Now, you see, reptiles are not as savage as they are known since the prehistoric times. When the term is survivability, they show a spectacular array of acts for their younglings. In the anthropomorphic sense, we call it love. Love enables these primitive creatures to understand and cope with nature. And, by doing these, they are thriving for ages. They might be failing in the age of extinction.
But, do we have the respect for nature that it deserves? Can we come back to our senses to tackle a more challenging world? There is much to learn from the wilderness.
Some extreme instances
Sea-faring turtles are undoubtedly one of the most solitary creatures on the planet.
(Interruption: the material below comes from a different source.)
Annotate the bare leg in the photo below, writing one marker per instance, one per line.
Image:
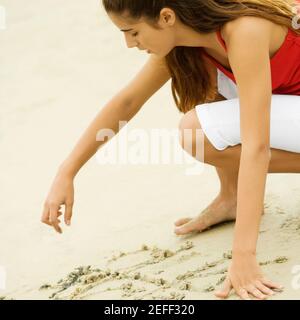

Other than a carefully chosen nest site, they don't do any other care for the hatchlings. Yet, the babies, once reached adulthood, return to the same site to complete the cycle. They outperform all challenges by passing the information genes. The act of coming to the breeding ground by the hatchlings is called natal homing.
Many lizards and certain snakes including python, boas, and sea-snakes show a strange phenomenon. In biology, we call it ovoviviparity. It is as complex as hard to pronounce. Here, the mother retains the shelled eggs inside her body. Completely developed eggs hatch inside the womb after certain periods. This fiddly performance, however, gives many advantages. Say for sea-snakes, ovoviviparity frees them to search for a dry nesting ground in the vastness of sea.
Even stranger it may appear, few reptiles take parental care to an unthinkable peak. Many species care and share the nesting ground together. This quite astounding show by always aggressive group of animals was highlighted in a peer-reviewed study in the journal Quarterly Review in Biology. The researchers found about 481 species, including nearly 300 lizards, breed in groups. This behaviour assures extra-protection against danger.